The U.S. Justice Department revealed its support in a brief filed yesterday with the U.S. Supreme Court. The Department says UT does not use race as an absolute deciding factor and that it comes into play in relatively few admission decisions.
Supreme Court justices will hear arguments on the case, known as Fisher v. University of Texasat Austin in October.Abigail Fisher is challenging the university’s admission policy, claiming that she was denied admission to UT in 2008 because she is white.
UT officials have argued that race, along with many other factors determine admission, and that considering race helps the university promote the educational benefits of diversity.
Individuals, groups and organizations have filed briefs in support of UT’s position, called amicus briefs, including the family of Heman Sweatt, who was the first African American law student at UT, as well as dozens of U.S. and Texas lawmakers. A full list is available online.
EPA to Review 2010 Flexible Permitting Plan Rejection
A federal appeals court has ruled that the Environmental Protection Agency violated the Clean Air Act by rejecting a Texas program for approving air permits.
The 5th U.S. Circuit Court of Appeals ruling Monday concerns the EPA's 2010 rejection of the state's flexible permitting program. That decision forced more than 100 industrial emitters, including some of the nation's largest refineries, to work directly with the EPA to get operating papers.
The case is among the keystones of Gov. Rick Perry's battles with the EPA over the state's plans for enforcing federal clean-air standards. The EPA had decided that the state's plans for issuing air emissions permits were not strict enough to prevent air quality deterioration.
The flexible permit program allows plants to operate under an emissions "umbrella" but did not separately detail pollution from different sources. EPA regulators argued the rules made it difficult to track polluters.
Neil Carman of the Sierra Club in Texas says the ruling likely means the EPA will have to better explain its objections to flexible permitting as the case proceeds. Until that time, he says, the state “must rely on the existing air pollution permitting program" that state regulators had wanted to make more flexible in the first place.

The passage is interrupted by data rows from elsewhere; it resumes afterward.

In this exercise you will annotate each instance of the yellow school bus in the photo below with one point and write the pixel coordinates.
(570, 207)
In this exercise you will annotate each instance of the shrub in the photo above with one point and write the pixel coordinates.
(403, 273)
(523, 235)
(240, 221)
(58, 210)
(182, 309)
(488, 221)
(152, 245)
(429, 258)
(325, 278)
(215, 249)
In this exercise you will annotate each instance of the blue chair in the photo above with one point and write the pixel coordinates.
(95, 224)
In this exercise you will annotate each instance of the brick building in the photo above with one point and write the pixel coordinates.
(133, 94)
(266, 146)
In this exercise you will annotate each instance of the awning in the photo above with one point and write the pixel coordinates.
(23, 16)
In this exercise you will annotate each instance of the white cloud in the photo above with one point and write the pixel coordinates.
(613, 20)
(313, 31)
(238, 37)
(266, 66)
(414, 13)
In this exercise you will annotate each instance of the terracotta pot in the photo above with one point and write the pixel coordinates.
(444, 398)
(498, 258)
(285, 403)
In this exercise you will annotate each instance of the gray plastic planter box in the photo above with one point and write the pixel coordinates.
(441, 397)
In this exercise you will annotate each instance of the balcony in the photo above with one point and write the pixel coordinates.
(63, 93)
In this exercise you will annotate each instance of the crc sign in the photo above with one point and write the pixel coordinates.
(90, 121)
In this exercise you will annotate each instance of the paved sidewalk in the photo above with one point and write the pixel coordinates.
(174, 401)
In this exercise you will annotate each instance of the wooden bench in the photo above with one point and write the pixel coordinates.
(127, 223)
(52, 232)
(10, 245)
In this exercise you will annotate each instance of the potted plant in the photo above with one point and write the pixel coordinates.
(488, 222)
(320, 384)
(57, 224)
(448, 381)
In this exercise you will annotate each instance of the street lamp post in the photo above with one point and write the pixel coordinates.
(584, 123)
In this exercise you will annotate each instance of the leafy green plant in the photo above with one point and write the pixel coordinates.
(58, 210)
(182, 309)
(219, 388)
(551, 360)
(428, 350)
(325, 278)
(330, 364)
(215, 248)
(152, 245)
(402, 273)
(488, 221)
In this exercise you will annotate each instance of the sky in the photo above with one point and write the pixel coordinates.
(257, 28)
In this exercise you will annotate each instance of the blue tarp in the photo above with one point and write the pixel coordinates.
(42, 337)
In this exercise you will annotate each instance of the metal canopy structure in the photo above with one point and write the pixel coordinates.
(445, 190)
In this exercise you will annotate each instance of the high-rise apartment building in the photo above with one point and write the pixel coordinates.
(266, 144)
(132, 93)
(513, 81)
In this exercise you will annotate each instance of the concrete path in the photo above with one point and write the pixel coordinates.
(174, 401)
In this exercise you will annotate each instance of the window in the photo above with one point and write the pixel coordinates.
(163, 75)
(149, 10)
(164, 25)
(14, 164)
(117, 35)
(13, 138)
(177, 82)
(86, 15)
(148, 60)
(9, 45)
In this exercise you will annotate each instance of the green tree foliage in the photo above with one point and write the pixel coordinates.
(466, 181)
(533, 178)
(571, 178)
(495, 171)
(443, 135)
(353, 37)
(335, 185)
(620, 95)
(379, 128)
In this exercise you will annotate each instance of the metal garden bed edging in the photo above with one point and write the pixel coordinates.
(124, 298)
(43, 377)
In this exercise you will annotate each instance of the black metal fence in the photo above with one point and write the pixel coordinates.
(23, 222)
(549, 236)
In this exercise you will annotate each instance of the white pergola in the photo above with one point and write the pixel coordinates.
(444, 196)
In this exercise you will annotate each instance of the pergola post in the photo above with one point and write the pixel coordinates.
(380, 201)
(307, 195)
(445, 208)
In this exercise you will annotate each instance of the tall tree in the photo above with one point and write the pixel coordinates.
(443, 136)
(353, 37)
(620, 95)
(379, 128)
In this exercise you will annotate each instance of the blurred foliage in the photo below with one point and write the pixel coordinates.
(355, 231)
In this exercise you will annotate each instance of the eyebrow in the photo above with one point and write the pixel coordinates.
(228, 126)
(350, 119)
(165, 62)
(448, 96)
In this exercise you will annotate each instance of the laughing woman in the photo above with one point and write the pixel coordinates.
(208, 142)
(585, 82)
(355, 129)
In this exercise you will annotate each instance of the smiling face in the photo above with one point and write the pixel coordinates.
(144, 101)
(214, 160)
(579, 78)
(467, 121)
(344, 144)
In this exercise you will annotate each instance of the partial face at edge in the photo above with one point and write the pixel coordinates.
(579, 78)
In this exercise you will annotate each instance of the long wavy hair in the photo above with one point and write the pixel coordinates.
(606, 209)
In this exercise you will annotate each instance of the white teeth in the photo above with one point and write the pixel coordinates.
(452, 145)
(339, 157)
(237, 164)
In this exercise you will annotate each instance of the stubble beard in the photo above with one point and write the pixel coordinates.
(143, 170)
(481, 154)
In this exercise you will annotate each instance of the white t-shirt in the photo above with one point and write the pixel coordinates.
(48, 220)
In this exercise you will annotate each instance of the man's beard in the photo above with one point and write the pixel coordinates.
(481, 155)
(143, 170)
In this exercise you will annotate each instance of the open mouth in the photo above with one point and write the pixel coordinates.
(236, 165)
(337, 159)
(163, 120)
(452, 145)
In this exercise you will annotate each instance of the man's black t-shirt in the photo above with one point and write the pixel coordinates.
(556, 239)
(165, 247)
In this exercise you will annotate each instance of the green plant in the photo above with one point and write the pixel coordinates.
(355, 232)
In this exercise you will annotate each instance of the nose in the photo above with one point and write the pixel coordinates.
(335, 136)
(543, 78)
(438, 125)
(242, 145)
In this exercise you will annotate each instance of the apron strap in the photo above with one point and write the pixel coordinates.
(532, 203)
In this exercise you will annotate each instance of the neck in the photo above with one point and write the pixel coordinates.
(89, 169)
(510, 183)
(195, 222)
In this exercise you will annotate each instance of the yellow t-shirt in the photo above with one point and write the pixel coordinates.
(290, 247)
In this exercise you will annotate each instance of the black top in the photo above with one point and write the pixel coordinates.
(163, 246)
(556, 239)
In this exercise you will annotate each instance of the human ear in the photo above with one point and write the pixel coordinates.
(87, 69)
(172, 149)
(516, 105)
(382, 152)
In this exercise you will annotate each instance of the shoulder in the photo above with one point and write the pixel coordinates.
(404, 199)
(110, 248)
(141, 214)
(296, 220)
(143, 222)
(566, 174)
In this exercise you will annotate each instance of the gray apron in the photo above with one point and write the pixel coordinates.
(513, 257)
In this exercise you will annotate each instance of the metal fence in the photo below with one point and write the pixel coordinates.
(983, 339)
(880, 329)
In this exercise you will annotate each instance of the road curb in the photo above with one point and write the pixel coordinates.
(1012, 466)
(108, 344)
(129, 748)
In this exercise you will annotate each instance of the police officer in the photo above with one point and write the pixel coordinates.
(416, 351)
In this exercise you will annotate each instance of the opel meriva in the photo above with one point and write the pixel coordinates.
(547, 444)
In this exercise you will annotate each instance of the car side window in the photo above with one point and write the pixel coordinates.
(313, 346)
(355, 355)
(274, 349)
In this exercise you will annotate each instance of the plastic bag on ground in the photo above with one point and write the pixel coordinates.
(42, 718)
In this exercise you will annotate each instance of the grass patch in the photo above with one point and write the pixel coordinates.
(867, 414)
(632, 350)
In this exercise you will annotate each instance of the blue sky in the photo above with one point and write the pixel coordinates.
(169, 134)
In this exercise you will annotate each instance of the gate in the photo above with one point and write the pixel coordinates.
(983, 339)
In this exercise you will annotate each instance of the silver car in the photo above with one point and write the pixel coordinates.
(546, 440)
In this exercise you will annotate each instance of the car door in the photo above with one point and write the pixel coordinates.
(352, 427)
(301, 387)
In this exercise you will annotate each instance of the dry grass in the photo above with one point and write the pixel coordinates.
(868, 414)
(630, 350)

Suspect’s Identity Released in College Station Shooting
The city of College Station has released the name of the suspect in Monday’s shooting that left three people dead, including a law officer, the alleged shooter and an apparent bystander. The city identifies the suspect as 35-year-old Thomas Caffall.
Caffall allegedly shot and killed Constable Brian Bachman. Bachman was serving an eviction notice at Caffall’s home near the Texas A&M campus. The College Station police department is still trying to determine exactly what happened.
Bachman died later of injuries sustained in the shootout. Reports of gunfire led University officials to issue a Code Maroon—alerting students of the shooting and telling them to take cover until the situation was under control.